2015 wasn’t as terrible as I might have made out in my last post. I have even enjoyed some of it. I built and painted a citadel giant, which is an awesome kit. I played a bunch of Mortal Kombat X and Bloodborne. I went on holiday to Sweden and ate mushrooms that I picked myself, jumped into an inlet of the Baltic in the cold and dark and generally did a bunch of things that I assumed would kill me but actually didn’t. I ran an unsuccessful Kickstarter and ate a scotch egg that cost £10.

And Doctor Who had it’s best season in years.

Here’s some of my favourite writing on games from the year.

No amount of external incentivization (not least of all this sort of incentivization) could counter the fact that Battlefield Hardline is a game built for lethal violence.

Austin Walker’s Review of Battlefield Hardline hits a lot of hard notes. I still think it isn’t hard enough on the game, but it is plenty angry as it is.

I typically approach games as an authoritative voice to which I am trying to adapt. Indeed, I can get a little neurotic about how much I like throwing myself at the mercy of a system that isn’t actually capable of caring how well I please it.

Line Hollis’ mixtape of fourth wall breaking games is a lush read, even though I haven’t played any of the games on the list yet.

Throughout, artificial life is associated with labour and human life with suffering.

Mark Filipowich’s look at Binary Domain, another game I haven’t played but have enjoyed reading about, is my favourite of his from a very strong year on his blog.

History has shown us that technology is often used as a weapon of colonization; more technologically advanced countries use the tools they selfishly hoard in order to subjugate the rest of the world.

Inkle’s 80 Days was one of my favourite games of this year and Yussef Cole’s discussion of Jules Verne’s colonialism and how it is averted in the game is wonderful.

Hub Worlds are defined by their banality. They’re weird structures that receive more criticism than respect because they’re thought of as boring, empty spaces that serve no meaningful function. Hub Worlds act in stubborn resistance to the intense and measured process of manipulating a game’s conditions and rules to achieve the goals it puts in front of us, a process we associate with “satisfying” “gameplay”.

Zolani Stewart’s #sonicstudies got real this year with an in depth, 3 part look at Sonic Adventure.
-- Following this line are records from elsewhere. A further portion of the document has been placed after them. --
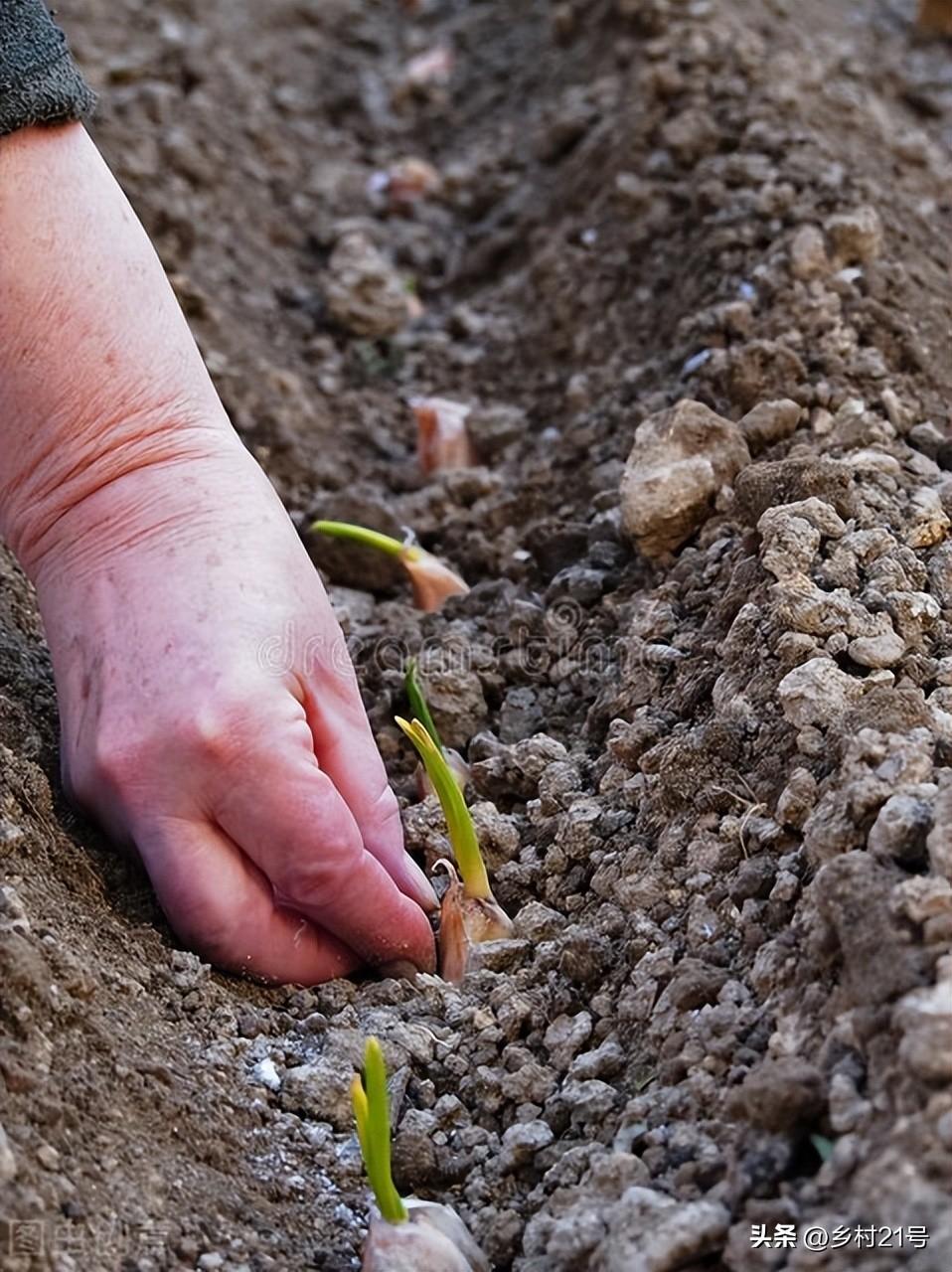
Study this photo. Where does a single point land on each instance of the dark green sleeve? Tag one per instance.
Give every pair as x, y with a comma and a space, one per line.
39, 80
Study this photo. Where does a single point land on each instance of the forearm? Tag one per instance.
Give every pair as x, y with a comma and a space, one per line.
99, 376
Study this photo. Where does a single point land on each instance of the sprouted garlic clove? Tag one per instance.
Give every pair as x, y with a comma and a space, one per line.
430, 580
457, 766
421, 1244
442, 440
463, 922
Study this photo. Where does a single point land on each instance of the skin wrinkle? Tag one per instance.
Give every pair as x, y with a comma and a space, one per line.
166, 570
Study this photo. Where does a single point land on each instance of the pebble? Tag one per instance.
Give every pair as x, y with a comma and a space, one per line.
8, 1163
817, 692
521, 1143
680, 461
363, 291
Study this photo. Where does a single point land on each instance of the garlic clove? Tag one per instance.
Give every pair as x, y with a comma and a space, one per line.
431, 580
463, 922
442, 440
410, 1247
457, 766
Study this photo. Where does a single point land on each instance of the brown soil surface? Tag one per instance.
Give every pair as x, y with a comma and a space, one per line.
716, 803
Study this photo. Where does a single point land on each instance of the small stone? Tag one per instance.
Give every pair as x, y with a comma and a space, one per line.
589, 1100
266, 1073
539, 922
856, 236
770, 421
817, 692
649, 1231
924, 1017
494, 427
603, 1061
928, 523
363, 291
680, 461
521, 1143
565, 1036
883, 649
782, 1094
808, 258
900, 828
8, 1163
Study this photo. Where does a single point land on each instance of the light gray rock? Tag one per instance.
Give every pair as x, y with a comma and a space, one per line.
883, 649
817, 692
924, 1017
8, 1163
362, 290
901, 827
770, 421
808, 258
856, 237
681, 458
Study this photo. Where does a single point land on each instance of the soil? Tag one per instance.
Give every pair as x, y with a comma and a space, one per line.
714, 780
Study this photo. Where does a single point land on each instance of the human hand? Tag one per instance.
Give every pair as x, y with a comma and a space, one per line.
166, 568
248, 782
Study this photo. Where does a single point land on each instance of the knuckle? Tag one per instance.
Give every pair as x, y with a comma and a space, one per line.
108, 767
213, 734
320, 879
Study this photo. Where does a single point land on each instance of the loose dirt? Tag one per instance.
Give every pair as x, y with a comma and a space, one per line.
711, 749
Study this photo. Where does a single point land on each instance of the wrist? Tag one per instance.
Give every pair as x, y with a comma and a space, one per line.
148, 490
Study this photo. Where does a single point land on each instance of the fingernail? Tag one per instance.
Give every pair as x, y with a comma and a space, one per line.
419, 884
399, 970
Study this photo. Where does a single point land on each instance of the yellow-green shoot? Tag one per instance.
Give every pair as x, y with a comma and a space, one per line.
370, 539
431, 580
459, 825
417, 703
372, 1117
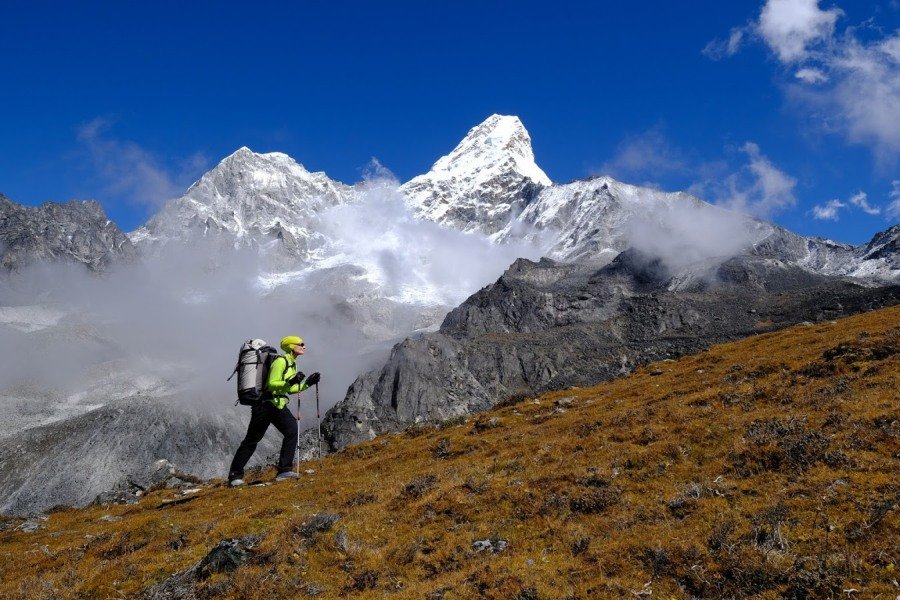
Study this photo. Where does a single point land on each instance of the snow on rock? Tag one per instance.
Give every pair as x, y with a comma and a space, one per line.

I’ve even played Sonic Adventure.

Bioshock Infinite is not a good game. It’s full of inexcusable racism, lackluster combat, and big ideas it doesn’t have the courage to do justice to. You play as a white man with brown hair who saves a girl who has powers she uses solely to help you, and you solve the rest of your problems by indiscriminately shooting people. There is no explaining away so much of what it is, and at this point enough ink has been spilled on its failures that they don’t need to be rehashed here. But for all the things it gets wrong — and it’s so, so many things — it gets so many things right about trauma.

This is probably cheating a bit because I was an editor on this piece, but then again Riley MacLeod’s look at Bioshock Infinite and trauma was a pleasure to work on.

And that’s it. I’m probably missing loads, but I do have the mind of a sieve and terrible bookmarking habits. Enjoy your winter festivities!